Osmanlı’da Ermeni Müzisyenler
19. yy. Osmanlı’da Dikran Çuhacıyan’ın yanı sıra Harutyun Sinanyan ve hanedanın ve Darülelhan’ın ve sarayın armoni, kontrpuan ve piyano hocalığını da yapan Edgar Manas gibi önemli Ermeni besteciler vardı. Hamparsum Limonciyan’ın notalamaya, Zilciyan ailesinin zilciliğe getirdiği katkılar da önemlidir. Kuşkusuz Osmanlı’nın son dönemlerindeki en önemli Ermeni bestecilerden biri Gomidas’tı.
Gomidas
1869’da Kütahya’da doğdu. 12 yaşında Eçmiadsin’e giderek Kevorkyan ruhban okulunda kilise eğitimi gördü ve kilisede müzik öğrenimine devam etti. Eğitiminin sonunda aynı okula müzik öğretmeni olarak atanır. Hampartsumyan nota sistemine uzmanlık derecesinde vakıf olan, Ermeni kilise ilahilerinin tümünü ezbere bilen, Ermeni dünyevi müziği konusunda geniş çalışmaları olan Gomidas, sürekli kendini yenilemeye devam eder. Daha sonra zengin bir hayırseverin desteğiyle Almanya’da Berlin konservatuarında eğitim alır.
Bu sırada kurulan Uluslararası Müzik Cemiyeti’ne dünyaca ünlü müzikologlar arasında tek öğrenci olarak kurucu üye sıfatıyla kabul edilir. Bu dönemde verdiği seminerler Ermeni müziğine çok ilgi çekmiş, hatta sesinin güzelliği de ilgi çekerek Berlin operası müdüründen solistlik teklifi bile almıştır. Osmanlı’da Ermenilerin yaşadığı çeşitli bölgelerden 3-4000 şarkı derlemiştir ancak bunlardan 100 tanesi basılabilmiştir. Berlin’deki eğitimi bitince Eçmiadsin’e döner ve makale yazma, konser-konferans verme, derleme ve düzenleme çalışmalarına buradaki Kilise’de koro yöneticisi olarak çalışarak devam eder. Bu coğrafyada ilk bilimsel müzik araştırmalarını gerçekleştirmiş kişi olarak kabul edilebilir.

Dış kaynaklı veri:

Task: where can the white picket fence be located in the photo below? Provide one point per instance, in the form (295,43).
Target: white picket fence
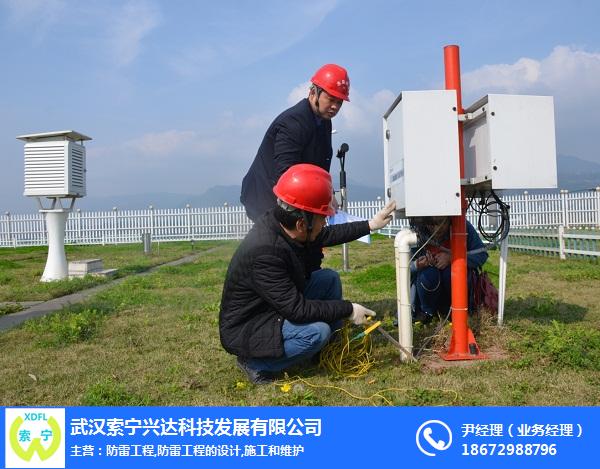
(540,215)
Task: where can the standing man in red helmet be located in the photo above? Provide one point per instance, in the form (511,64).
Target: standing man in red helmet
(273,315)
(300,134)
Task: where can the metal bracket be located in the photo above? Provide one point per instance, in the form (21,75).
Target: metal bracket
(471,116)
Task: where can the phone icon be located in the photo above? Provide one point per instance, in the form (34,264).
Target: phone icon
(426,432)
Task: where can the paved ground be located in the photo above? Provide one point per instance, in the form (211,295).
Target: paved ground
(36,309)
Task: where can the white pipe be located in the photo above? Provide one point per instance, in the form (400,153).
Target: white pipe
(502,283)
(402,244)
(56,264)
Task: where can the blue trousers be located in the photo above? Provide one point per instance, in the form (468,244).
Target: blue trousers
(302,341)
(433,290)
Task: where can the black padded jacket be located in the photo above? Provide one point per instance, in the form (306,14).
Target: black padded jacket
(265,283)
(295,136)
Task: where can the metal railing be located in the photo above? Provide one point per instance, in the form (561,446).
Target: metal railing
(533,216)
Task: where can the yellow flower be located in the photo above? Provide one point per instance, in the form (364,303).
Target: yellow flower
(286,387)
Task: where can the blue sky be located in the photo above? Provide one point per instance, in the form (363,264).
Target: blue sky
(177,94)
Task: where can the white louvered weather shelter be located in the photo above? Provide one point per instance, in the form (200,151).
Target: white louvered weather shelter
(55,170)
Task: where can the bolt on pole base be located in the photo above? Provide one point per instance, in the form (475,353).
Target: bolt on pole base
(473,352)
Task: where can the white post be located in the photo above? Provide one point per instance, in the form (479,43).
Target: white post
(598,207)
(56,265)
(561,242)
(225,207)
(9,234)
(151,208)
(404,240)
(78,224)
(188,221)
(502,281)
(526,198)
(115,221)
(563,203)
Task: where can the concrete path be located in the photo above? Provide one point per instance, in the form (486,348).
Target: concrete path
(42,308)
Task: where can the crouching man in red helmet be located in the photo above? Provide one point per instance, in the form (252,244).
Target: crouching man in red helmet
(274,312)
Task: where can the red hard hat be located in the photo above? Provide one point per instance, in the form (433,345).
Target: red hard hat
(306,187)
(333,79)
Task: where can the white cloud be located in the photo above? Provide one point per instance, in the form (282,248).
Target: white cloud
(130,25)
(170,143)
(246,32)
(567,73)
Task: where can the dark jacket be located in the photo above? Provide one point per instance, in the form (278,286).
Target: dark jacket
(295,136)
(265,283)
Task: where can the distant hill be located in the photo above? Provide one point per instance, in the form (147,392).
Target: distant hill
(574,174)
(577,174)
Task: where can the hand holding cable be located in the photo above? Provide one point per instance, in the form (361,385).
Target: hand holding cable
(360,314)
(383,217)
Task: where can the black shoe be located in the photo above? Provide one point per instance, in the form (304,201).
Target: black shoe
(255,376)
(422,317)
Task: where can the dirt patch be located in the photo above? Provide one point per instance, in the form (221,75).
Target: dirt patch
(435,364)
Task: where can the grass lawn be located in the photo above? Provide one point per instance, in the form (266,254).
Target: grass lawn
(22,268)
(153,340)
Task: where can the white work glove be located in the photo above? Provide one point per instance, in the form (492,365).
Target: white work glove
(360,314)
(383,217)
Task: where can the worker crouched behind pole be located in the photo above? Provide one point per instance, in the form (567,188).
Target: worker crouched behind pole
(274,312)
(430,272)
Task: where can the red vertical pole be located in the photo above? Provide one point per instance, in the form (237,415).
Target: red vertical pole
(462,345)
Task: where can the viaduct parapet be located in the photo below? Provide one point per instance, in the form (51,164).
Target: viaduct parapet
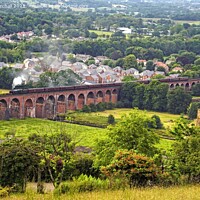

Gomidas’ın eserlerinden ve derlemelerinden çok azı günümüze ulaşmıştır. Bunlardan biri de Hovhannes Tumanyan’ın şiiri üzerine bestelediği “Anuş” operasıdır.
Gomidas, yüzlerce yıldır unutulmuş olan Ermeni notasyonu “Khaz”ı çözmüş, ancak bu konudaki çalışmalarını da yayınlanmamış ve kaybolmuştur. Türk ve Ermeni müziklerinin yanı sıra Kürtçe müzikleri de incelemiştir. Ermeni Kilisesi’nin ana ayinini çok seslilendirmiş ve 7 varyasyonuyla hazırlamıştır ancak bu da kaybolmuştur.
1910 yılında Gomidas İstanbul’a gider. İstanbul’daki Ermeni topluluğunun yanı sıra aydın çevrelerinde de sevilip sayılmıştır. Çeşitli konserler düzenlemiş, koro yönetmiş, besteler yapıp seslendirmiştir. Dönemin içişleri bakanı Talat ve savaş bakanı Enver Paşa’lar da Gomidas’ın bir konserini izleyip beğenmişlerdi. Sonradan son halife olacak olan ve güzel sanatlara yakınlığıyla bilinen şehzade Abdülmecid de Gomidas’ı dinlemiş ve hayran olmuştu. Prof. Kurt Sachs ve Debussy gibi Avrupalı müzikçiler de Gomidas için övgü dolu sözler söylemişti. 1915 yılındaki sürgünden geri dönebilmiş olsa da 1935 yılındaki ölümüne dek eski sağlığına kavuşamamıştır.